Extrait : « (…) En articulant texte/voix/image-mouvement, Gracia questionne sa propre présence mais également celle du mort, qui fuit : “puis le réveil, solennel retour à ta mort”. Nos sociétés ont inventé des ordres de réalité (veille/sommeil) qui semblent étanches, coupés les uns des autres, comme si l’espace de communication avec nos morts devait et pouvait être circonscrit. La poésie, au contraire — puisqu’elle admet la mort — en recherche le “vrai lieu”, c’est-à-dire l’entremêlement : où se trouve le mort ? Comment apparaît-il ? Sous quelles formes ? La voix et l’image-mouvement, souvent répétitives et continues chez Gracia Bejjani (cela tient également à des questions de ressources, de temporalité et de montage2), sont l’ancrage de l’errance : l’altération, la recherche sont possibles, parce que rien, ou si peu, ne bouge.

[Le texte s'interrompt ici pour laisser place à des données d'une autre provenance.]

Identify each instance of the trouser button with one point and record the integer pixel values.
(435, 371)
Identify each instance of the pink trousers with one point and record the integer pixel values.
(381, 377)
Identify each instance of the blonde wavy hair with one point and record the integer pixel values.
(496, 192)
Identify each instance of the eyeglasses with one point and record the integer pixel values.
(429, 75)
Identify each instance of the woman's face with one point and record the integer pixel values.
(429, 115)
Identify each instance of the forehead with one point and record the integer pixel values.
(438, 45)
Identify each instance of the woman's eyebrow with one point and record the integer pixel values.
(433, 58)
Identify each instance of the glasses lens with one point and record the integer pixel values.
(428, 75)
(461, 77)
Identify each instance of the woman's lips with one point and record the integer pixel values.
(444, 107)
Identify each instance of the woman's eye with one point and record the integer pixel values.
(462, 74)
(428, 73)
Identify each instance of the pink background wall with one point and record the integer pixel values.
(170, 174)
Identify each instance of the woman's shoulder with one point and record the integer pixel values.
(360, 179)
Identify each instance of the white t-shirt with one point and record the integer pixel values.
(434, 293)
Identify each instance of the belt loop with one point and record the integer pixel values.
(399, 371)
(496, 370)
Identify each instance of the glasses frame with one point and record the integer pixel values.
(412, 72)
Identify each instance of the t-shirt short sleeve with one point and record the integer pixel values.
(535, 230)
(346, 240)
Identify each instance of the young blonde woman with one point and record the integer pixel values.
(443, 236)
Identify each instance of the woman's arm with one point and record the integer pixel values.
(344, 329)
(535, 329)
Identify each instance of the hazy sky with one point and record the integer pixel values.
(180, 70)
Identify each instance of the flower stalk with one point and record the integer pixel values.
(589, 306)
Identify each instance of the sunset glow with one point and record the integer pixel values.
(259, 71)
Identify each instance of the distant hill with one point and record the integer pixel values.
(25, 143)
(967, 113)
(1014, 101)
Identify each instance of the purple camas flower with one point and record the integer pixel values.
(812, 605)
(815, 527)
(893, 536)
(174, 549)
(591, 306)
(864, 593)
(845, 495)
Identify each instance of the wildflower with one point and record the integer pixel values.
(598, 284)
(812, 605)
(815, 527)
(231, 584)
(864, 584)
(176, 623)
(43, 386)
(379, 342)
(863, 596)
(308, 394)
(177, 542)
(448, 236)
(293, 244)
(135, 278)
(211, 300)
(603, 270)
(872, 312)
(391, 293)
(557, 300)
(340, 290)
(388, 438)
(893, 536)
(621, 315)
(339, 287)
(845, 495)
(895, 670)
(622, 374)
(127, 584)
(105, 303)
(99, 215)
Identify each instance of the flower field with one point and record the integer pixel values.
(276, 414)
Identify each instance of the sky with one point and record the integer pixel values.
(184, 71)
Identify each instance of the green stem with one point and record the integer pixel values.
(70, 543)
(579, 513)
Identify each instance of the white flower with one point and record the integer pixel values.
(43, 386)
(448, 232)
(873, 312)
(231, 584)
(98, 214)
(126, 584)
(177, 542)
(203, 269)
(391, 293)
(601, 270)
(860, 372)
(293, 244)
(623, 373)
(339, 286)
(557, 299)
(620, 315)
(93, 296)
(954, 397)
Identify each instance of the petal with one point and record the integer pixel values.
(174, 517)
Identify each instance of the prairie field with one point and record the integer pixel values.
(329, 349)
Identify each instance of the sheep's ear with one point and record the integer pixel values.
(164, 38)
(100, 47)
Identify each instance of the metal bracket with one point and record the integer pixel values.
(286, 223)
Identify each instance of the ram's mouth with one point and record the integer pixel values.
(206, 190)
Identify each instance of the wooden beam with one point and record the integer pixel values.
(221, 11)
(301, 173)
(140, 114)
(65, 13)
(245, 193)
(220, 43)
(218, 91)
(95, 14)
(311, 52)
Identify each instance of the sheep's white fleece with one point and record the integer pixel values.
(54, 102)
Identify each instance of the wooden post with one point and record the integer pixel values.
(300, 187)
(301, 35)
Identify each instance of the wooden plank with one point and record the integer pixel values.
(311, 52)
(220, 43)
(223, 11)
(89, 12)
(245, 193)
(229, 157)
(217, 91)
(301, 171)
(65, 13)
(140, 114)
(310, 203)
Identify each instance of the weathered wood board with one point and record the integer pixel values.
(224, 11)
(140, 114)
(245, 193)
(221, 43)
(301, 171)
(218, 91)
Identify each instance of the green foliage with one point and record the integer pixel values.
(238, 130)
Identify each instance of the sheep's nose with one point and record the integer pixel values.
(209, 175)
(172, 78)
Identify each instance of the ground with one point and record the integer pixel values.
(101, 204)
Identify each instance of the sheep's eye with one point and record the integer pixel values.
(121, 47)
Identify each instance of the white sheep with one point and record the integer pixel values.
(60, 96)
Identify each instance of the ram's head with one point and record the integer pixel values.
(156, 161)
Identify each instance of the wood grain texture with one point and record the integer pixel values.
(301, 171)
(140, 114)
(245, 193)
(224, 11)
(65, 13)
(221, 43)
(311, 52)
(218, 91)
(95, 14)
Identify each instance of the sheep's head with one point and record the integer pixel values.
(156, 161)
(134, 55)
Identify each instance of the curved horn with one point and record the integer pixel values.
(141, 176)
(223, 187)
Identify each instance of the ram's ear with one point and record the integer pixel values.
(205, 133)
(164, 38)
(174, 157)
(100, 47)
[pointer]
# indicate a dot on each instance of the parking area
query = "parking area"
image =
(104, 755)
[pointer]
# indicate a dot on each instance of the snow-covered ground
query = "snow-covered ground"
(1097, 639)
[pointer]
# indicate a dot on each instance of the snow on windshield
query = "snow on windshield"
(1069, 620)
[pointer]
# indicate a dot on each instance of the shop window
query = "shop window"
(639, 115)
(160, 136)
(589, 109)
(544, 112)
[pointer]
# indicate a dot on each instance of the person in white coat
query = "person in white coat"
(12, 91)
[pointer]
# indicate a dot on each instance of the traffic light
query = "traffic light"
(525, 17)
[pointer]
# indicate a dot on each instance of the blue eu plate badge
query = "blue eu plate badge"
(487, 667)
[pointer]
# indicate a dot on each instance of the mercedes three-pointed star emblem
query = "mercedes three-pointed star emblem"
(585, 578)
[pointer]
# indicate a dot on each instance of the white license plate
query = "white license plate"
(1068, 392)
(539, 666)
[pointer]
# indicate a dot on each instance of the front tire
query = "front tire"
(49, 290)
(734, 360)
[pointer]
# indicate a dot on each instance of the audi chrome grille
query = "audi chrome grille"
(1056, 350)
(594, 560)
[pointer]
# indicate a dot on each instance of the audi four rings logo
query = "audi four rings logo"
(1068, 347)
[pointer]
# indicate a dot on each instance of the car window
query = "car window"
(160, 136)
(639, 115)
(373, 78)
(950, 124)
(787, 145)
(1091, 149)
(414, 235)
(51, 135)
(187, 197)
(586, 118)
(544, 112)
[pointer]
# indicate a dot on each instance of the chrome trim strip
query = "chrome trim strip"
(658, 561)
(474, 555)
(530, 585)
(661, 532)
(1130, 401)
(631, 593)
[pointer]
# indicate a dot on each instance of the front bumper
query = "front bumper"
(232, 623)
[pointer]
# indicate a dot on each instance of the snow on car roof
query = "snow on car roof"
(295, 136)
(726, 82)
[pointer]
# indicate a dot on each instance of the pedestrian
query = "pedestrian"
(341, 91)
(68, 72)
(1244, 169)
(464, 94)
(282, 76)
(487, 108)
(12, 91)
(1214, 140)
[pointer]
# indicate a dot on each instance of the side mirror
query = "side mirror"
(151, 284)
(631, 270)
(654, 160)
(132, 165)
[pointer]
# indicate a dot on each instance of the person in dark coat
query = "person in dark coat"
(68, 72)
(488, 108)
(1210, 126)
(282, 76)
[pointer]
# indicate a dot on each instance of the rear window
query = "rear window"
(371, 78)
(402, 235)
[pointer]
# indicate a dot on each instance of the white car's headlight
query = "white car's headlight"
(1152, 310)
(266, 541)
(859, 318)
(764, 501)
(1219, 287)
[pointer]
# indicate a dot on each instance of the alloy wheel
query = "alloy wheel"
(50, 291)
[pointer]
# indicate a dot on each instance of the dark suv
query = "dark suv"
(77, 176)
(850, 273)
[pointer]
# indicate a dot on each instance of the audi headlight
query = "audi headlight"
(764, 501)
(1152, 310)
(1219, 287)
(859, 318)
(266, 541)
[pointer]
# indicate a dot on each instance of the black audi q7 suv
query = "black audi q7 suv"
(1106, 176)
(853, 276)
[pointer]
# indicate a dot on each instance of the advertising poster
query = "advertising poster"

Mais pendant ce temps, les ordres de réalité ne cessent de passer, de s’écouler les uns dans les autres ; un plan se fond dans un autre ; la nuit se répète à l’infini. Si le thrène est capable d’une vérité, c’est alors de celle-ci : comme tout procès métamorphique, c’est un compromis entre devenirs, entre incarnation et excarnation ; c’est un petit théâtre où vie et mort hésitent dans une forme éphémère qui “n’en finit pas”.